Saturday, October 3, 2009

Growth Triumphant

Growth Triumphant, by Richard A. Easterlin
1998, 200 pp.

This compact, efficient little book is a surprisingly satisfying foray into the melee of economic growth literature. It takes as its task the explanation of what it argues are the two major developments in the modern world: rapid and sustained economic growth and enormous population growth. Both of those topics have provoked an enormous and tedious amount of literature, and arguments as to their causes are so numerous that a small army of scholars is fed simply to generate new ones. Easterlin does something audacious, though: he argues that both have the same cause, progress in roughly the same way, and are leading towards the same result. The cause is technological change, and in his view it determines mostly everything else.

Considering the simplicity of that explanation, he makes a remarkably persuasive case. He argues that since the technological changes of the Industrial Revolution created large, expensive, complicated methods of production, they were not feasible to buy and use in a home, farm or workshop. This necessitated institutions like corporations to raise capital to invest in these new technologies, centralization of production to take advantage of the economies of scale generated by large production facilities, which in turn created more administration (leading to white-collar jobs) and urbanization. Urbanization promoted agglomeration industries (services catering to large populations) and a demand for municipal government services. Better technology reduced transport costs, which promoted trade. It increased income, which increase demand for products, which generates more growth. Better technology requires better education, which is why education is necessary to development. In his argument, virtually all the usual explanations for growth are just consequences of technological change and scientific methodology.

He takes the argument further, to state that the population explosion is the result of technologies and scientific developments which reduced mortality. This created an over-supply of children relative to demand, which eventually falls off as incomes rise and the cost of regulating fertility falls. So after an initial, transitory increase in population, fertility drops off and populations stabilize. Easterlin argues that both this demographic transition and the process of growth are happening faster now than they did in the past, so he predicts a future of permanent, general growth, constantly rising aspirations, and disappearing cultural differences in a “constant race to achieve the good life of material plenty.” His analysis of technological change in industrialization and public health is interesting, upbeat, and engaging. He mentions a lot of intriguing, logical conclusions which follow from discarding the ideas he finds quantitatively inadequate, and consequently the book is an enjoyable and fairly quick read. It is also much less depressing than most books on economic development, which revolve around either European exploitation, hopeless poverty traps, or Malthusian catastrophe. Easterlin makes the whole process sound quite hopeful and encouraging.

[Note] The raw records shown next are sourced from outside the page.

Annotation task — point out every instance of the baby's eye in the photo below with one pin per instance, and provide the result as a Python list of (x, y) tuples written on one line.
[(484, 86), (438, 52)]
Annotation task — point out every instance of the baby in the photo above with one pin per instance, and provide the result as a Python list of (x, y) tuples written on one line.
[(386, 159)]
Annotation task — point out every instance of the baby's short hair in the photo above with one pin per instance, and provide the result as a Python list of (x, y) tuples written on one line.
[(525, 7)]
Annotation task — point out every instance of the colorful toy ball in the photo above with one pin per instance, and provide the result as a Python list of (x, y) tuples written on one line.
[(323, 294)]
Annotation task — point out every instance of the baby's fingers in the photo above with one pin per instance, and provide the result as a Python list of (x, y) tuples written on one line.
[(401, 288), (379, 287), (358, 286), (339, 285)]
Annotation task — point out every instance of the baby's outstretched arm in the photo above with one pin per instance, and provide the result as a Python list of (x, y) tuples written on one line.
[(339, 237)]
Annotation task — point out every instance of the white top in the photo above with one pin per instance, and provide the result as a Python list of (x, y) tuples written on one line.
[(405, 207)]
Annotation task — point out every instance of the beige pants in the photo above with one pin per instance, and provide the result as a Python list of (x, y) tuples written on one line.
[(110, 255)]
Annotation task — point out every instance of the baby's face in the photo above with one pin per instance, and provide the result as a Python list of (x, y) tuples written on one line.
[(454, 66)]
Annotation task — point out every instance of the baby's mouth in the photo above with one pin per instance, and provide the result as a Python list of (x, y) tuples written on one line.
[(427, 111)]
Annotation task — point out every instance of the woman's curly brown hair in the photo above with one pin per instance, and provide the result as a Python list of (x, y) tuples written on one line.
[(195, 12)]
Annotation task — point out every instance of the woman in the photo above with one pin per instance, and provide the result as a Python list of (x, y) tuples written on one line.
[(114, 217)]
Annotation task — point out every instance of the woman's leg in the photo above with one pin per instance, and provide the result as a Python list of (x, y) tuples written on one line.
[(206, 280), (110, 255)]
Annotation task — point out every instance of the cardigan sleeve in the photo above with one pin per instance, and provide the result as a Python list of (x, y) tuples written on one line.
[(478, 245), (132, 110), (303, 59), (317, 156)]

To reach this conclusion, he deals with each issue separately, in a very careful, measured, precise, unemotional way. He presents both sides of a given argument, then some quantitative evidence, and sees what the evidence suggests. Quite often this is persuasive, as when he proves fairly conclusively that neither population growth nor population decline is correlated with economic growth. Other times he is less persuasive, as when he has to set up elaborate proxy variables for some difficult-to-quantify variable he wants to test. He also dispenses with whole arguments based on one or two quantitative studies, without discussing just how difficult it is to get reliable data, or the statistical significance of his correlations. Fairly large swathes of the first half of the book seem to be extended arguments with Paul Krugman, who largely invented the modern theories of economic geography, economies of scale, and North-North trade, but Krugman gets only one mention in the whole book, and that’s a rather disparaging remark on a minor article in Foreign Affairs. He also doesn’t spend much time explaining how and why that mighty technological change took place in northern England in the 1750’s, as opposed to earlier or later or in a different place. Obviously there had to be institutions in place to create and spread such technological change, which he acknowledges, but doesn’t spend much time analyzing. Growth Triumphant is also a fairly short book: only 154 pages of actual text, and that is frequently broken up by large charts and graphs. That being the case, Easterlin really could have been more thorough. He is persuasive when he uses quantitative data to dispense with faulty arguments, but less so at proving his own. The burden of proof for such a monocausal explanation is quite high.

Interestingly, the book seems to wind up on a very upbeat note: growth and rising aspirations for everyone forever! But then Easterlin pulls the rug out from under the reader with a genuinely chilling final sentence, like the last shot a film with a twist ending that makes you rethink everything that’s gone before: “In the end, the triumph of economic growth is not a triumph of humanity over material wants; rather, it is the triumph of material wants over humanity.” Yes, he suggests, the future is constant growth, but there is no choice, no room for human agency. Growth Triumphant indeed!